Before we move on to some of the nuances of price protection, play around with the size and price of the B round (and the A round, if you like) in the spreadsheet, and notice how formula protection provides proportionately more or less price protection for the A stockholders depending on both the price of the B round shares and the gross size of the B round shares.  Plug in, for example, a B round price of $0.50 per share with gross proceeds of $1 million and notice how formula protection provides a healthy chunk of protection, but no where near full ratchet protection.   Also note that the cost of the protection (the reduction in percentage ownership positions post-B financing relative to what they would have been in the absence of any price protection) is parceled out to the Common and B shareholders, to the benefit of the A shareholders.

Now for some nuances.  First, note that there are two varieties of formula price protection, “Narrow” and “Broad.”  The differences relate to the value of  “A” in the formula.  Recall that the definition of “A” is fully-diluted shares outstanding before the dilutive financing.  Note that the bigger A is the less protection will be afforded by the formula.  Thus, the common will want A to be as big as possible.  In practice that usually means that common will want A to include not only all outstanding option shares (basically, employee incentive options) but also any such shares/options reserved for future issuance as incentives.  The Series A shareholders, on the other hand, would not want to count those “reserved for future issuance” shares/options.  The good news, for entrepreneurs, is that they usually win this point.  Perhaps that is because the impact of winning the point is usually quite modest.

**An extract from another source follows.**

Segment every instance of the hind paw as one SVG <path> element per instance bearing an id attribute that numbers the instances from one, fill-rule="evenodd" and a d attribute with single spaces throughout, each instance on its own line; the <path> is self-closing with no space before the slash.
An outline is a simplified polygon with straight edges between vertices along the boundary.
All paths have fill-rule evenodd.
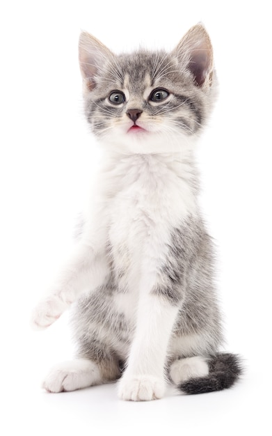
<path id="1" fill-rule="evenodd" d="M 172 364 L 169 374 L 174 383 L 179 384 L 192 378 L 206 377 L 209 365 L 200 356 L 179 359 Z"/>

The next nuance, often more important, is the difference between the theoretical impact of price protection (particularly ratchet protection) and the real world impact.  Note from the above analysis that the cost of price protection is born by the common shareholders and the down round preferred shareholders (the Preferred B shareholders in the examples); further note that in a variety of real world scenarios the B takes the biggest hit, and that the hit in the ratchet case can be huge.  So huge, in fact, that prospective B shareholders often condition their investment in the down round on the A shareholders waiving some or all of their price protection.  And A shareholders, unless they are able and prepared to fund the company themselves, almost always agree to waive at least some of their price protection.  This situation highlights one of the realities of venture negotiations after the A round: the terms of the A round deal are not chiseled  in stone, but only written on paper.  And thus can be the subject of re-negotiation part and parcel with the negotiation of subsequent rounds.  As a practical matter, ratchet protection is commonly modified, and often waived, in down rounds, and formula protection is not always immune from such renegotiation.

And so the basics of anti-dilution price protection, a concept that in principal can be hard for entrepreneurs to understand, but in reality one that venture capitalists almost always insist on.  But even if you can’t avoid it altogether, as an entrepreneur you should understand it, and, in the case of ratchet protection, push back hard.  And remember: when push comes to shove, the new B investors are going to be more worried about incenting the management shareholders going forward than protecting the prior A investors from dilution.